JemSoy lahir dari persahabatan ketiga personilnya yaitu Josef Yu (gitar), Franky Hediakto alias Ekky (gitar) dan Michael Pattiradjawane (vokal) yang di tahun 1995 sering menghabiskan waktu bermain futsal hingga nongkrong bareng sambil gitaran. Sejalan dengan perjalanan waktu, mereka berpencar mengikuti ‘panggilan hati’ dalam bermusik, Ekky dan Michael memutuskan untuk bekerja secara profesional di dunia musik dengan membentuk group Band Ungu.
Bergabung di dunia professional bagi mereka berarti mendapatkan kesempatan untuk belajar berbagai hal, memperkaya pengalaman yang akhirnya memiliki kontribusi secara signifikan terhadap perkembangan karir musik mereka. Berbeda dengan Ekky dan Michael, Josef Yu memilih bermusik yang lebih fleksibel sambil menjalani usaha di luar musik.
Sempat 30 tahun berpisah dan saling sibuk dengan aktifitas masing – masing, akhirnya ketiga sahabat ini berhasil kumpul lagi dan membuahkan kolaborasi [Josef Yu sebagai komposer, Ekky sebagai music arranger dan Michael sebagai penyanyi) yang menghasilkan karya berupa dua lagu “Tuang Rasa” dan “Cinta Telah Berlalu”.
Berkumpul kembali sambil memuntahkan kerinduan dan kreatifitas mereka bertiga di studio membuat chemistry puluhan tahun mereka berpisah menjadi muncul kembali dan akhirnya Josef, Ekky dan Michael memutuskan untuk membentuk JemSoy yang nama tersebuit diambil dari beberapa kali mereka bertiga melakukan jamming di studio.

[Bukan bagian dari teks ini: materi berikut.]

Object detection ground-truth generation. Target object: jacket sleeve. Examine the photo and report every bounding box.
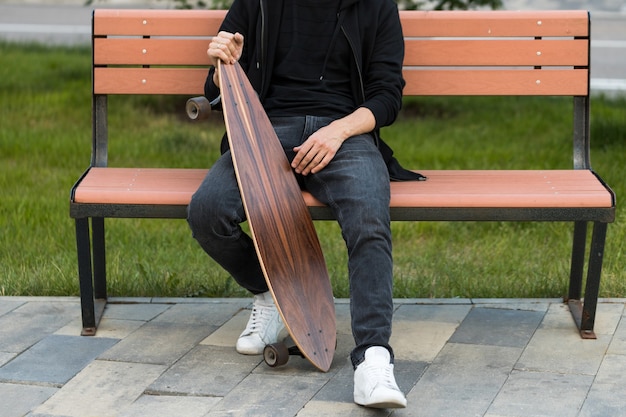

Nama JemSoy diambil dari kata Jaming Asoy atau Kolaborasi “Asik” Josef, Ekky dan Michael setelah berkumpul kembali.
Karya terbaru dari JemSoy “Tuang Rasa” dan “Cinta Telah Berlalu” yang di produksi oleh label kami sendiri “JemSoy Music” sudah bisa dinikmati di seluruh Digital Store Platform mulai 16 Juli 2025, sedangkan video musiknya rencana akan segera di buat oleh Josef, Ekky dan Michael secepatnya.
“Kedepannya kita tetap akan melahirkan karya – karya baru untuk menjaga eksistensi kembalinya kita di industri musik Indonesia, dan pastinya kita akan mulai manggung – manggung lagi merayakan kembali berkumpulnya kita dalam sebuah rumah musik bernama JemSoy”, tutup Josef Yu.